You’ve probably heard the criticism before: Congress spends too much time politicking and not enough time legislating. That critique seems very applicable right now. After the August recess, the House spent just nine days in session and the Senate only eight. Both are now back on recess and neither is scheduled to return until after the midterms.
Even Vox’s Ezra Klein—normally a defender of congressmen spending time in their districts—thought this lengthy recess was ridiculous. “[I]t's also part of Congress's job to be in Washington trying to build coalitions and pass legislative solutions to the nation's problems,” he wrote. “And there are plenty of problems right now.”
It’s hard to argue that Congress shouldn’t be doing more to solve these problems. After all, this Congress is on pace to be the least productive ever. But are policymakers taking a longer recess before the midterms than their predecessors did? I looked back on the number of days the House and Senate each spent in session from September 1 to the midterms since 1978.
Turns out, they are working less:
But I noticed something else along the way: the House and Senate are spending a lot longer in session after the midterms in recent years:
In the four post-midterm periods between 1986 and 1998 combined, the House spent just one day in session and the Senate only five. In other words, lame-duck sessions were rare. But that changed starting in 2002 when the House and Senate each spent nine days in session after the midterms. In 2010, the House was in session for 19 days during that period and the Senate was in session for 29 days. In fact, over the past few decades, a trend has emerged with Congress spending fewer days in session before the midterms and more days after them.
Why has this happened? I posed that question to Norman Ornstein, a Congressional scholar at the American Enterprise Institute:
[L]ame duck sessions used to be relatively rare; Congress would finish its work before an election and come back in early January. That was especially true during the long era of Democratic hegemony over Congress.
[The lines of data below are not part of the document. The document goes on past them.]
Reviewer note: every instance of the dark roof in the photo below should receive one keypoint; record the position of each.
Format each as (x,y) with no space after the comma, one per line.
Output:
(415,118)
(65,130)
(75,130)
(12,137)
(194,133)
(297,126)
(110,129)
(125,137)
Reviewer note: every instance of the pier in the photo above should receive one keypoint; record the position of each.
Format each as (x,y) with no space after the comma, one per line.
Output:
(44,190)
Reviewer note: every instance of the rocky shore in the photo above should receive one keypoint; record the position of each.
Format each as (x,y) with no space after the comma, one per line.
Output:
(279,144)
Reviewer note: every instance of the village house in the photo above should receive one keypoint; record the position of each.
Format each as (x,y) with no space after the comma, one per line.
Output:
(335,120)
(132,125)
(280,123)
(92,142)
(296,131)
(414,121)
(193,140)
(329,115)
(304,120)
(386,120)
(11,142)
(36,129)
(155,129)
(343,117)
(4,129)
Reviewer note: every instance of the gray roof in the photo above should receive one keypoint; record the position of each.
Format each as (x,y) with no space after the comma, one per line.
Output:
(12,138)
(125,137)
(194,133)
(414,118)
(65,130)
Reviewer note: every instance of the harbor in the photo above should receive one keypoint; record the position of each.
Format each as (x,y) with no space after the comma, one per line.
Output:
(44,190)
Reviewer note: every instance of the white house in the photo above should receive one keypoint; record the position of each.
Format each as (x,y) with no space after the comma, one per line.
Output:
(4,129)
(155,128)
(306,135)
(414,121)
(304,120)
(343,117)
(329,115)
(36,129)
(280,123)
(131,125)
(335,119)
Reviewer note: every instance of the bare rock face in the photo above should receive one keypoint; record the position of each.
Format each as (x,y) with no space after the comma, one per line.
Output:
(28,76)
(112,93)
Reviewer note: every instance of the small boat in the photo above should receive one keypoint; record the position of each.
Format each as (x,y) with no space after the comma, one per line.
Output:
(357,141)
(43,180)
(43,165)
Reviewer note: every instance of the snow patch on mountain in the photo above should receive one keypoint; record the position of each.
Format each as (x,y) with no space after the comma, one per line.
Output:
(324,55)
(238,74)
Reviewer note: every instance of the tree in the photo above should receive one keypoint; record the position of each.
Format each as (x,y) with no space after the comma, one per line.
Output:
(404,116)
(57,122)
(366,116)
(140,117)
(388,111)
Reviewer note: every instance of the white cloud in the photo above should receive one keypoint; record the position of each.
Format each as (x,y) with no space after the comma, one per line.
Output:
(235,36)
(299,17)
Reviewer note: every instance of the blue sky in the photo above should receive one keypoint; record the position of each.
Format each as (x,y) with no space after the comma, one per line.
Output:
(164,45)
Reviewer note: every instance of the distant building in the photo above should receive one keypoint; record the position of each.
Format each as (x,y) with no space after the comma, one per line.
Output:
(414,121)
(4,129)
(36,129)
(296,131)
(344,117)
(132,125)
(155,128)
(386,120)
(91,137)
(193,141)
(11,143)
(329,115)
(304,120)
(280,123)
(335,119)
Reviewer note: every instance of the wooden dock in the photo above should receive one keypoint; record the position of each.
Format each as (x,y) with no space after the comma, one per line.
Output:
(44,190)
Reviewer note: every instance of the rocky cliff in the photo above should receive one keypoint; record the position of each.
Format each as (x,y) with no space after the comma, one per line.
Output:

As the permanent campaign took over, competition grew more intense, and the ability to pass legislation grew more difficult, a new pattern emerged: get out of Dodge early to campaign and protect your rear ends, and come back after the election to clean up. Sometimes the lame duck has been out of necessity; the inability to reach agreement on spending bills that run out before the new year. Sometimes it has been tactical-- a majority getting in as much as it can before it is lost or diminished in the new Congress. None of these trends is particularly promising for constructive legislative action.
There you have it: politicians have spent longer campaigning in recent years, but they’ve made up for that lost time after the midterms. That may sound like a fair tradeoff, but legislating is notoriously more difficult during lame-duck sessions when many Congressmen will be leaving Washington in just a few months. So, overall, it's not a good trend. And based on this year, it's only getting worse.